El abaratamiento de nuestras vidas ha triunfado. Se nos da gato por liebre a través de una oferta ilimitada, de la ilusión de que las posibilidades son infinitas. Ocurre un fenómeno paralelo a lo que sucede en la democracia actual: parece que hay muchas opciones cuando, en verdad, todos los partidos hacen prácticamente lo mismo en lo que es importante y solo cambia el discurso, como en la sección de panadería de un supermercado: la baguete, el payés o la barra campera tienen como base una misma harina que se quedan seca e incomible apenas pasan unas horas. Y quien dice pan, dice tomates o lechugas, o el simple tiempo para prestar la atención debida a una sola cosa y no a las mil con las que se nos bombardea. Cincuenta marcas de cereales, millones de series en plataformas que conducen a un scroll desquiciado, una permanente inundación de noticias y de opiniones en las redes.
La lógica de la productividad desenfrenada parasita nuestras cabezas, nuestros hábitos, nuestra forma de habitar el mundo. Los lugares se destruyen con el único fin de atraer turistas, el medio ambiente se explota sin contemplaciones, todo se homogeneiza según los estándares del consumo, tornándose cada vez más ramplón: las ciudades, las personas, las experiencias y lo que rotulamos bajo el concepto de cultura, que ha pasado a ser sinónimo de mercado. También se tambalea nuestra autonomía. Las necesidades creadas por este hiperconsumismo —hay que viajar sin parar, renovar el armario permanentemente, tener el último modelo de móvil o de coche, un cuerpo diez a base de gimnasio y cirugía, conseguir muchos seguidores en las redes— nos vuelven más frágiles al generarnos tantas dependencias.
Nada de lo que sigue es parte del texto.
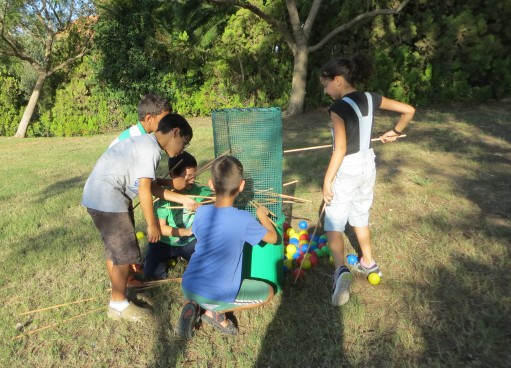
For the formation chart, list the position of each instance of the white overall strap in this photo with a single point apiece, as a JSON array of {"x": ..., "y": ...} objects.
[{"x": 353, "y": 106}]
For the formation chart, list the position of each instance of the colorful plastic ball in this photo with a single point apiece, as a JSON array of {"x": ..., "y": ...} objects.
[
  {"x": 313, "y": 259},
  {"x": 172, "y": 262},
  {"x": 291, "y": 249},
  {"x": 288, "y": 263},
  {"x": 297, "y": 273},
  {"x": 373, "y": 278},
  {"x": 304, "y": 237},
  {"x": 306, "y": 264},
  {"x": 352, "y": 259},
  {"x": 294, "y": 241}
]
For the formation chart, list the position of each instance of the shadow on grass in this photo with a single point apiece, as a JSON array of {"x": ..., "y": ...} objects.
[
  {"x": 61, "y": 186},
  {"x": 306, "y": 330},
  {"x": 471, "y": 314}
]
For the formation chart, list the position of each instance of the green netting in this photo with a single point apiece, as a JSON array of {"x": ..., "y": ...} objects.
[{"x": 254, "y": 136}]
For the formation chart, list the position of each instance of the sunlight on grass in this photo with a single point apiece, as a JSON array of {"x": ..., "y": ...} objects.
[{"x": 440, "y": 226}]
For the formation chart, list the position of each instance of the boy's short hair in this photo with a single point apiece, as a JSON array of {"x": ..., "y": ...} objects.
[
  {"x": 152, "y": 104},
  {"x": 179, "y": 163},
  {"x": 227, "y": 174},
  {"x": 172, "y": 121}
]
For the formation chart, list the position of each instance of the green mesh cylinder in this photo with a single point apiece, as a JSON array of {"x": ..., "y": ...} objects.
[{"x": 254, "y": 136}]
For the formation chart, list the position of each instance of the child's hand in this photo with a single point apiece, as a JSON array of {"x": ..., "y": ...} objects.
[
  {"x": 262, "y": 211},
  {"x": 328, "y": 195},
  {"x": 190, "y": 204},
  {"x": 153, "y": 233},
  {"x": 389, "y": 136}
]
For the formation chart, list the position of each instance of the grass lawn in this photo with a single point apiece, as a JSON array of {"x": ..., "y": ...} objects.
[{"x": 441, "y": 232}]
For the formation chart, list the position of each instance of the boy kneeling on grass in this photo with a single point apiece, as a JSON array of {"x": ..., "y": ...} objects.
[
  {"x": 177, "y": 238},
  {"x": 212, "y": 279}
]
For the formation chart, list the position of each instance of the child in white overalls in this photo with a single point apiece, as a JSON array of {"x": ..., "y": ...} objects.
[{"x": 350, "y": 177}]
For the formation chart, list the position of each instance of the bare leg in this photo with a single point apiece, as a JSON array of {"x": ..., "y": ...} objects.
[
  {"x": 336, "y": 245},
  {"x": 364, "y": 239},
  {"x": 119, "y": 279}
]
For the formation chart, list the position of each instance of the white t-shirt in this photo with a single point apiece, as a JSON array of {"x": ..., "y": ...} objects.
[{"x": 114, "y": 180}]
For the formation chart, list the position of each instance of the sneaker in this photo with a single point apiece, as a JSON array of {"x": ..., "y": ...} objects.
[
  {"x": 366, "y": 271},
  {"x": 131, "y": 313},
  {"x": 140, "y": 299},
  {"x": 185, "y": 327},
  {"x": 341, "y": 286}
]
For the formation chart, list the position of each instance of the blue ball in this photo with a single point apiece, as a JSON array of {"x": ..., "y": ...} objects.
[
  {"x": 294, "y": 241},
  {"x": 352, "y": 259}
]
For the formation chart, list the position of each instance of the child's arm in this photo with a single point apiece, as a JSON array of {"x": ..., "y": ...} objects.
[
  {"x": 406, "y": 111},
  {"x": 337, "y": 156},
  {"x": 173, "y": 231},
  {"x": 168, "y": 195},
  {"x": 146, "y": 203},
  {"x": 271, "y": 235}
]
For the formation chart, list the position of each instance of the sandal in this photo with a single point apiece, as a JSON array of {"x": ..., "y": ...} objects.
[
  {"x": 186, "y": 324},
  {"x": 216, "y": 322}
]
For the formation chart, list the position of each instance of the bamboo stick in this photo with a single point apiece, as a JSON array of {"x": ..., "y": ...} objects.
[
  {"x": 329, "y": 145},
  {"x": 56, "y": 306},
  {"x": 289, "y": 183},
  {"x": 58, "y": 323}
]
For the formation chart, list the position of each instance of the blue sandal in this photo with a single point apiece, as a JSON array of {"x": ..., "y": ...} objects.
[{"x": 216, "y": 322}]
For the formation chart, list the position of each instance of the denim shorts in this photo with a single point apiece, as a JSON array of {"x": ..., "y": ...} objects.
[{"x": 118, "y": 234}]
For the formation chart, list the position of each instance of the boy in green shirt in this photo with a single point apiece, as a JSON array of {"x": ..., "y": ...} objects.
[{"x": 177, "y": 239}]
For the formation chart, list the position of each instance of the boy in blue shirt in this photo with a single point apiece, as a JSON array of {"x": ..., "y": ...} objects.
[
  {"x": 177, "y": 238},
  {"x": 213, "y": 276}
]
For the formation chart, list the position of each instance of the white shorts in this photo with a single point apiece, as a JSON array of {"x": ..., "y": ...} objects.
[{"x": 353, "y": 192}]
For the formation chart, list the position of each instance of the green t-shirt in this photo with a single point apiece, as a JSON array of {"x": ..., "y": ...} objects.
[
  {"x": 179, "y": 217},
  {"x": 133, "y": 131}
]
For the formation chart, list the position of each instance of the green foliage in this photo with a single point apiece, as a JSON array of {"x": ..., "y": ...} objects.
[
  {"x": 83, "y": 107},
  {"x": 10, "y": 101}
]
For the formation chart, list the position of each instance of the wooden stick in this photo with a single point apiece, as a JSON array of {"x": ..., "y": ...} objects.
[
  {"x": 399, "y": 136},
  {"x": 289, "y": 183},
  {"x": 308, "y": 245},
  {"x": 56, "y": 306},
  {"x": 58, "y": 323},
  {"x": 307, "y": 148},
  {"x": 329, "y": 145},
  {"x": 257, "y": 205},
  {"x": 209, "y": 164},
  {"x": 289, "y": 197}
]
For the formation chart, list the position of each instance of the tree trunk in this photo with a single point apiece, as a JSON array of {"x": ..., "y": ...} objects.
[
  {"x": 29, "y": 110},
  {"x": 297, "y": 98}
]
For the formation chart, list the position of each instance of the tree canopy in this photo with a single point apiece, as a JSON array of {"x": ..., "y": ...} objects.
[{"x": 206, "y": 55}]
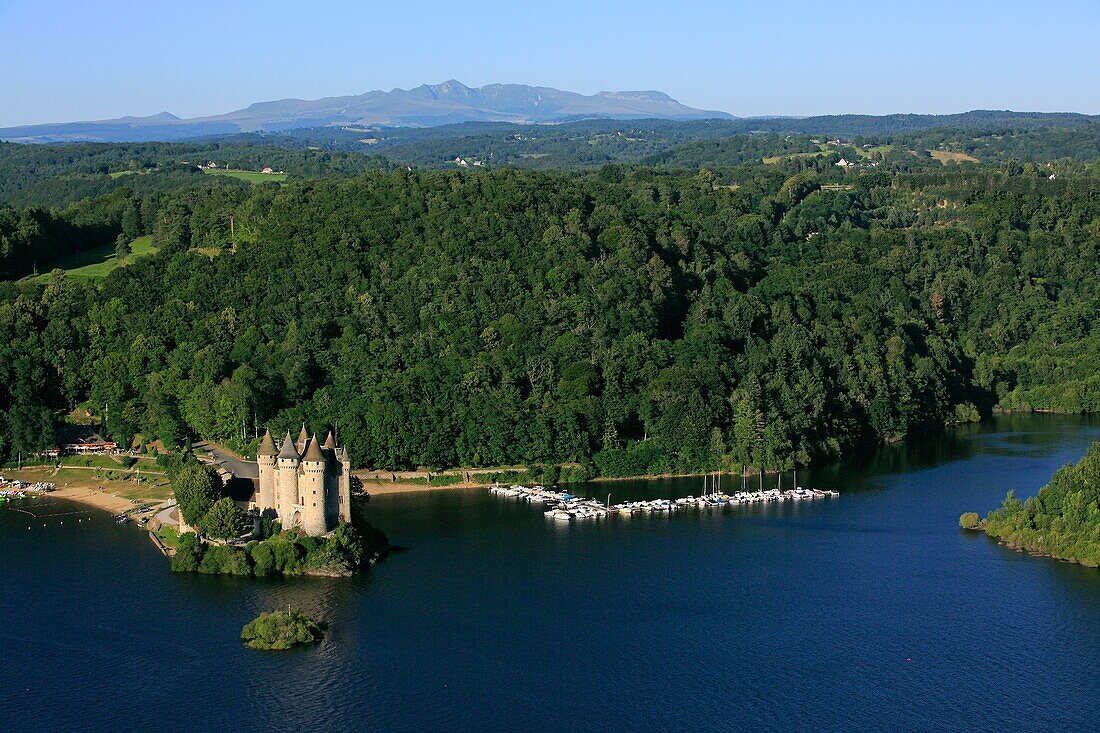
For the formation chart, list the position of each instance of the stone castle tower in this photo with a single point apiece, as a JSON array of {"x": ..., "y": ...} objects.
[{"x": 306, "y": 484}]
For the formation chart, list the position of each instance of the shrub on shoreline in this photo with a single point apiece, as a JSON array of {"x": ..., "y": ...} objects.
[
  {"x": 1063, "y": 520},
  {"x": 281, "y": 630},
  {"x": 343, "y": 551}
]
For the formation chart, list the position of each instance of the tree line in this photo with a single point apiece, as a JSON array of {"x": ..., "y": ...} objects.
[{"x": 629, "y": 319}]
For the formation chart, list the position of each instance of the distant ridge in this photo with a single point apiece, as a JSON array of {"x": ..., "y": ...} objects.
[{"x": 425, "y": 106}]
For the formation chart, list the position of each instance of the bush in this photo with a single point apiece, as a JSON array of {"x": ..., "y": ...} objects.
[
  {"x": 188, "y": 555},
  {"x": 224, "y": 520},
  {"x": 281, "y": 630},
  {"x": 263, "y": 560},
  {"x": 222, "y": 559},
  {"x": 196, "y": 490},
  {"x": 969, "y": 521}
]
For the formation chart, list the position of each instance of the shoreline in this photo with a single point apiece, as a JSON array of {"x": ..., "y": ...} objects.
[
  {"x": 96, "y": 496},
  {"x": 381, "y": 489}
]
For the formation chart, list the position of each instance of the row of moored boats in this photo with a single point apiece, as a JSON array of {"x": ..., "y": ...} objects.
[
  {"x": 565, "y": 506},
  {"x": 15, "y": 489}
]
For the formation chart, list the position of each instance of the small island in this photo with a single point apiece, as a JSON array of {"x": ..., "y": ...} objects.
[
  {"x": 1062, "y": 521},
  {"x": 281, "y": 630}
]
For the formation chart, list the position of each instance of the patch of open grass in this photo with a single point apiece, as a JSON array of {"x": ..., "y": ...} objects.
[
  {"x": 98, "y": 262},
  {"x": 251, "y": 176},
  {"x": 168, "y": 536},
  {"x": 777, "y": 159},
  {"x": 946, "y": 155}
]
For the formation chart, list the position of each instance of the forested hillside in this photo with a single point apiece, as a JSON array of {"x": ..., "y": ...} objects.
[
  {"x": 1063, "y": 520},
  {"x": 630, "y": 319}
]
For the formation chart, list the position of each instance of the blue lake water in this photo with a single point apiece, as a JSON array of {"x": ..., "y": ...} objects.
[{"x": 868, "y": 612}]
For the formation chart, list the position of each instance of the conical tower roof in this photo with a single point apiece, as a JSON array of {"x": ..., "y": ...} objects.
[
  {"x": 266, "y": 446},
  {"x": 288, "y": 450},
  {"x": 314, "y": 451}
]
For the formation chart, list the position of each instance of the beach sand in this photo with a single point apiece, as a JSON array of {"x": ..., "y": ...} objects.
[
  {"x": 383, "y": 489},
  {"x": 110, "y": 495}
]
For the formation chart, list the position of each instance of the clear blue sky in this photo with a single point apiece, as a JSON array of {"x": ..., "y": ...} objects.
[{"x": 63, "y": 61}]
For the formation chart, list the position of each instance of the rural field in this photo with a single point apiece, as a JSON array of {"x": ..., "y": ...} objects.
[
  {"x": 251, "y": 176},
  {"x": 100, "y": 261}
]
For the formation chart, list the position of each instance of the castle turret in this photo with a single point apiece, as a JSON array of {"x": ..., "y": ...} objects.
[
  {"x": 286, "y": 484},
  {"x": 344, "y": 484},
  {"x": 266, "y": 459},
  {"x": 311, "y": 489},
  {"x": 331, "y": 482}
]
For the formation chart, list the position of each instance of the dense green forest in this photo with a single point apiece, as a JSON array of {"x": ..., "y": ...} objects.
[
  {"x": 1062, "y": 521},
  {"x": 633, "y": 319}
]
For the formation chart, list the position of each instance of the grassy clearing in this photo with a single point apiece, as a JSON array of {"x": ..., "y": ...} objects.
[
  {"x": 251, "y": 176},
  {"x": 100, "y": 261},
  {"x": 778, "y": 159},
  {"x": 168, "y": 536},
  {"x": 946, "y": 156},
  {"x": 152, "y": 489}
]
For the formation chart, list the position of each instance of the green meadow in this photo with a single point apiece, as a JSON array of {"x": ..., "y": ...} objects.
[
  {"x": 98, "y": 262},
  {"x": 251, "y": 176}
]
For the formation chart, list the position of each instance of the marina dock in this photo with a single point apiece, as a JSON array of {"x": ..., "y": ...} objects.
[{"x": 563, "y": 506}]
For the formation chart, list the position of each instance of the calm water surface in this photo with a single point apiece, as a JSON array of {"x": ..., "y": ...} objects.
[{"x": 866, "y": 613}]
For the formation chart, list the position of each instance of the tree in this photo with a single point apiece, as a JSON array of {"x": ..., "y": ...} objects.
[
  {"x": 196, "y": 490},
  {"x": 224, "y": 520},
  {"x": 122, "y": 248}
]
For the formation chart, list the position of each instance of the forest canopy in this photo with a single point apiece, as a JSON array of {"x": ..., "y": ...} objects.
[{"x": 631, "y": 319}]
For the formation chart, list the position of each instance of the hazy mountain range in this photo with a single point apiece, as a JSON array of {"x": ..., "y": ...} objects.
[{"x": 425, "y": 106}]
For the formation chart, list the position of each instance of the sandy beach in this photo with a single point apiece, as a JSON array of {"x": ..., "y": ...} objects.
[
  {"x": 81, "y": 485},
  {"x": 383, "y": 489}
]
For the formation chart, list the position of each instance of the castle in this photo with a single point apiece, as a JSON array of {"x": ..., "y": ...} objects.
[{"x": 305, "y": 483}]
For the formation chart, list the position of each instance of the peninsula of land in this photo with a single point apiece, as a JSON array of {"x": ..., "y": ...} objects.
[{"x": 1062, "y": 521}]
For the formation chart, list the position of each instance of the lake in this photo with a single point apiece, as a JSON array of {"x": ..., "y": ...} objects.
[{"x": 868, "y": 612}]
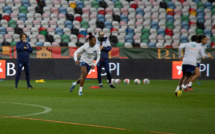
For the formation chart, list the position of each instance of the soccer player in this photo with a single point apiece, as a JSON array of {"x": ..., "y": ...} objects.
[
  {"x": 105, "y": 47},
  {"x": 90, "y": 51},
  {"x": 192, "y": 49},
  {"x": 23, "y": 49},
  {"x": 203, "y": 42}
]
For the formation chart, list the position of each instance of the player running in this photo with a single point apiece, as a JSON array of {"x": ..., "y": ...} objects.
[
  {"x": 192, "y": 49},
  {"x": 203, "y": 42},
  {"x": 90, "y": 51}
]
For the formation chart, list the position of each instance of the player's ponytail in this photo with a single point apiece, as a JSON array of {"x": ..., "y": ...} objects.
[{"x": 90, "y": 36}]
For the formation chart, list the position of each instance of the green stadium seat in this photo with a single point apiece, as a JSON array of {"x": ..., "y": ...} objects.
[
  {"x": 12, "y": 23},
  {"x": 119, "y": 44},
  {"x": 167, "y": 1},
  {"x": 44, "y": 32},
  {"x": 200, "y": 5},
  {"x": 23, "y": 9},
  {"x": 145, "y": 31},
  {"x": 169, "y": 25},
  {"x": 199, "y": 32},
  {"x": 65, "y": 38},
  {"x": 185, "y": 18},
  {"x": 213, "y": 39},
  {"x": 95, "y": 4}
]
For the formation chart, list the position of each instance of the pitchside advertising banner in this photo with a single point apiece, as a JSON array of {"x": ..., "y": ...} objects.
[
  {"x": 50, "y": 69},
  {"x": 116, "y": 53}
]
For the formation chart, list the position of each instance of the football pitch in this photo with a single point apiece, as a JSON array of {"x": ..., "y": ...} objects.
[{"x": 50, "y": 108}]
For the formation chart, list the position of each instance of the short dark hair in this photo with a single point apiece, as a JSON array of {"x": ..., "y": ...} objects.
[
  {"x": 20, "y": 36},
  {"x": 194, "y": 38},
  {"x": 203, "y": 36}
]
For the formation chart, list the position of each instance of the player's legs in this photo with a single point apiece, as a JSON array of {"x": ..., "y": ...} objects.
[
  {"x": 107, "y": 70},
  {"x": 18, "y": 73},
  {"x": 99, "y": 71},
  {"x": 27, "y": 74},
  {"x": 194, "y": 77},
  {"x": 85, "y": 68},
  {"x": 83, "y": 75}
]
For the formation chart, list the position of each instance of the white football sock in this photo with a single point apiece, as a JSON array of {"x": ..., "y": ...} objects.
[{"x": 190, "y": 84}]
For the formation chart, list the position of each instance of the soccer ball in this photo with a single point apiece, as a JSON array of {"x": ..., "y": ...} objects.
[
  {"x": 146, "y": 81},
  {"x": 136, "y": 81},
  {"x": 117, "y": 81},
  {"x": 126, "y": 81}
]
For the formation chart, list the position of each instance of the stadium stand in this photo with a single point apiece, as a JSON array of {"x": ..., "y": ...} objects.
[{"x": 127, "y": 23}]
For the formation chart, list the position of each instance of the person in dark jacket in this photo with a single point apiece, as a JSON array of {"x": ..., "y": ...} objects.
[
  {"x": 105, "y": 47},
  {"x": 23, "y": 49}
]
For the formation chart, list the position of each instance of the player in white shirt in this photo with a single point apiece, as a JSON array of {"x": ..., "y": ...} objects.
[
  {"x": 89, "y": 52},
  {"x": 203, "y": 42},
  {"x": 192, "y": 49}
]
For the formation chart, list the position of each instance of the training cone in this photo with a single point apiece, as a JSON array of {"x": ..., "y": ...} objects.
[{"x": 40, "y": 81}]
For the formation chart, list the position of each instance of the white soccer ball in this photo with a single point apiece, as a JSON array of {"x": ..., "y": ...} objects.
[
  {"x": 117, "y": 81},
  {"x": 136, "y": 81},
  {"x": 126, "y": 81},
  {"x": 146, "y": 81}
]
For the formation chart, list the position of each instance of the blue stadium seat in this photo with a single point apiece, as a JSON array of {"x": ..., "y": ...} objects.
[
  {"x": 130, "y": 31},
  {"x": 183, "y": 39},
  {"x": 101, "y": 18},
  {"x": 171, "y": 5},
  {"x": 22, "y": 16},
  {"x": 68, "y": 24},
  {"x": 7, "y": 9},
  {"x": 151, "y": 45},
  {"x": 185, "y": 25},
  {"x": 170, "y": 18},
  {"x": 25, "y": 3},
  {"x": 161, "y": 32},
  {"x": 129, "y": 38},
  {"x": 207, "y": 32},
  {"x": 208, "y": 5},
  {"x": 124, "y": 18},
  {"x": 108, "y": 24},
  {"x": 139, "y": 11},
  {"x": 62, "y": 10},
  {"x": 2, "y": 31},
  {"x": 39, "y": 44},
  {"x": 79, "y": 4},
  {"x": 154, "y": 25},
  {"x": 59, "y": 31}
]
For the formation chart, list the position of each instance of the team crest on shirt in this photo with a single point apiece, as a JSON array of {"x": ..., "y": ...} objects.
[{"x": 193, "y": 45}]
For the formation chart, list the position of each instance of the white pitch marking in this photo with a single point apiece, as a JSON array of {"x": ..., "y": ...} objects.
[{"x": 46, "y": 109}]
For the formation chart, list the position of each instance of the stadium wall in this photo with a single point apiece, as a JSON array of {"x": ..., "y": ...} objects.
[{"x": 51, "y": 69}]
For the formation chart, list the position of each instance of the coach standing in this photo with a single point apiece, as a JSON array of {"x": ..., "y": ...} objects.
[
  {"x": 105, "y": 47},
  {"x": 23, "y": 49}
]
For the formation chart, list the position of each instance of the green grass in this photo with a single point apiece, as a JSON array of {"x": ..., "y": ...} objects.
[{"x": 139, "y": 108}]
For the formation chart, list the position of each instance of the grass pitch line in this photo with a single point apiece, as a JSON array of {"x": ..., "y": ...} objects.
[
  {"x": 46, "y": 109},
  {"x": 62, "y": 122}
]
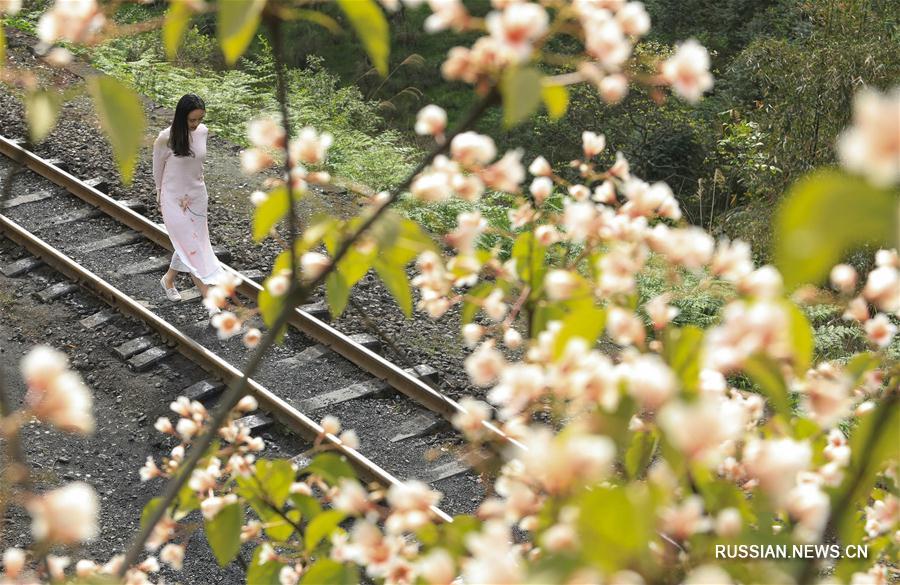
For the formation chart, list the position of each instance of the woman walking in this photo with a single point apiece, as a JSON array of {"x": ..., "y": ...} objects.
[{"x": 178, "y": 155}]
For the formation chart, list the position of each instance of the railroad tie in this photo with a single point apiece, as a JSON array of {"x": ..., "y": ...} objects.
[
  {"x": 55, "y": 291},
  {"x": 20, "y": 267},
  {"x": 367, "y": 389},
  {"x": 317, "y": 351}
]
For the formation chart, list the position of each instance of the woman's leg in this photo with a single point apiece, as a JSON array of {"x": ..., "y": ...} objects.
[{"x": 170, "y": 278}]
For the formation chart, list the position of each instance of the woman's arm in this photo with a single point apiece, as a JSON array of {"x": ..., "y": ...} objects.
[{"x": 161, "y": 154}]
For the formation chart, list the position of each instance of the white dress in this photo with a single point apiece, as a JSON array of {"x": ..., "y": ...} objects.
[{"x": 183, "y": 202}]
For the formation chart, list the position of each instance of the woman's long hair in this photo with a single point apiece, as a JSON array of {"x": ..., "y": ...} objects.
[{"x": 179, "y": 137}]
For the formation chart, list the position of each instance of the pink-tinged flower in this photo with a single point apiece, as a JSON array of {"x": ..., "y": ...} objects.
[
  {"x": 857, "y": 310},
  {"x": 872, "y": 145},
  {"x": 605, "y": 41},
  {"x": 634, "y": 19},
  {"x": 808, "y": 506},
  {"x": 648, "y": 380},
  {"x": 11, "y": 8},
  {"x": 472, "y": 149},
  {"x": 485, "y": 364},
  {"x": 470, "y": 421},
  {"x": 843, "y": 278},
  {"x": 579, "y": 192},
  {"x": 729, "y": 523},
  {"x": 254, "y": 160},
  {"x": 149, "y": 470},
  {"x": 310, "y": 147},
  {"x": 493, "y": 305},
  {"x": 13, "y": 562},
  {"x": 682, "y": 522},
  {"x": 592, "y": 144},
  {"x": 65, "y": 516},
  {"x": 172, "y": 555},
  {"x": 764, "y": 282},
  {"x": 446, "y": 14},
  {"x": 265, "y": 133},
  {"x": 507, "y": 173},
  {"x": 76, "y": 21},
  {"x": 226, "y": 323},
  {"x": 541, "y": 188},
  {"x": 624, "y": 327},
  {"x": 252, "y": 338},
  {"x": 613, "y": 88},
  {"x": 431, "y": 121},
  {"x": 517, "y": 27},
  {"x": 776, "y": 463},
  {"x": 330, "y": 425},
  {"x": 349, "y": 438},
  {"x": 437, "y": 567},
  {"x": 560, "y": 285},
  {"x": 883, "y": 288},
  {"x": 42, "y": 365},
  {"x": 699, "y": 429},
  {"x": 539, "y": 167},
  {"x": 467, "y": 187},
  {"x": 687, "y": 71},
  {"x": 660, "y": 311},
  {"x": 880, "y": 330},
  {"x": 431, "y": 187},
  {"x": 882, "y": 516},
  {"x": 66, "y": 403},
  {"x": 410, "y": 503},
  {"x": 278, "y": 284},
  {"x": 86, "y": 568}
]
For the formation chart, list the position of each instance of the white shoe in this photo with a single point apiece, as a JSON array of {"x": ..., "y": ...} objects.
[{"x": 171, "y": 293}]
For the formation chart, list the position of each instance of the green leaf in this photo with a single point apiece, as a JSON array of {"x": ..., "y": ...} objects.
[
  {"x": 371, "y": 26},
  {"x": 682, "y": 352},
  {"x": 825, "y": 215},
  {"x": 263, "y": 573},
  {"x": 618, "y": 524},
  {"x": 275, "y": 476},
  {"x": 177, "y": 18},
  {"x": 802, "y": 340},
  {"x": 238, "y": 21},
  {"x": 556, "y": 99},
  {"x": 327, "y": 572},
  {"x": 270, "y": 212},
  {"x": 41, "y": 112},
  {"x": 122, "y": 118},
  {"x": 521, "y": 91},
  {"x": 585, "y": 321},
  {"x": 396, "y": 281},
  {"x": 640, "y": 450},
  {"x": 322, "y": 526},
  {"x": 766, "y": 373},
  {"x": 331, "y": 467},
  {"x": 337, "y": 293},
  {"x": 223, "y": 533},
  {"x": 149, "y": 508}
]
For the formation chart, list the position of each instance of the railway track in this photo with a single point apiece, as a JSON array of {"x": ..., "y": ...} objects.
[{"x": 108, "y": 247}]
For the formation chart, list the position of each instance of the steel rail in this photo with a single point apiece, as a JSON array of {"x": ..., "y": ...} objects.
[
  {"x": 321, "y": 332},
  {"x": 209, "y": 361}
]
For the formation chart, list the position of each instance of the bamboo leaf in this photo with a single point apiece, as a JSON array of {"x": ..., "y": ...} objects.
[
  {"x": 122, "y": 118},
  {"x": 238, "y": 21},
  {"x": 371, "y": 26}
]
Asistimos a todo esto inermes porque no hay un contrapeso, un contravalor, una alternativa colectiva. Desaparece la urdimbre social, cuya dinámica no es la del consumo desaforado, y desembocamos en un individualismo ciego y bobo, pues no es posible entendernos ni comprender el mundo —tampoco hacer algo que sea valioso— al margen de los demás.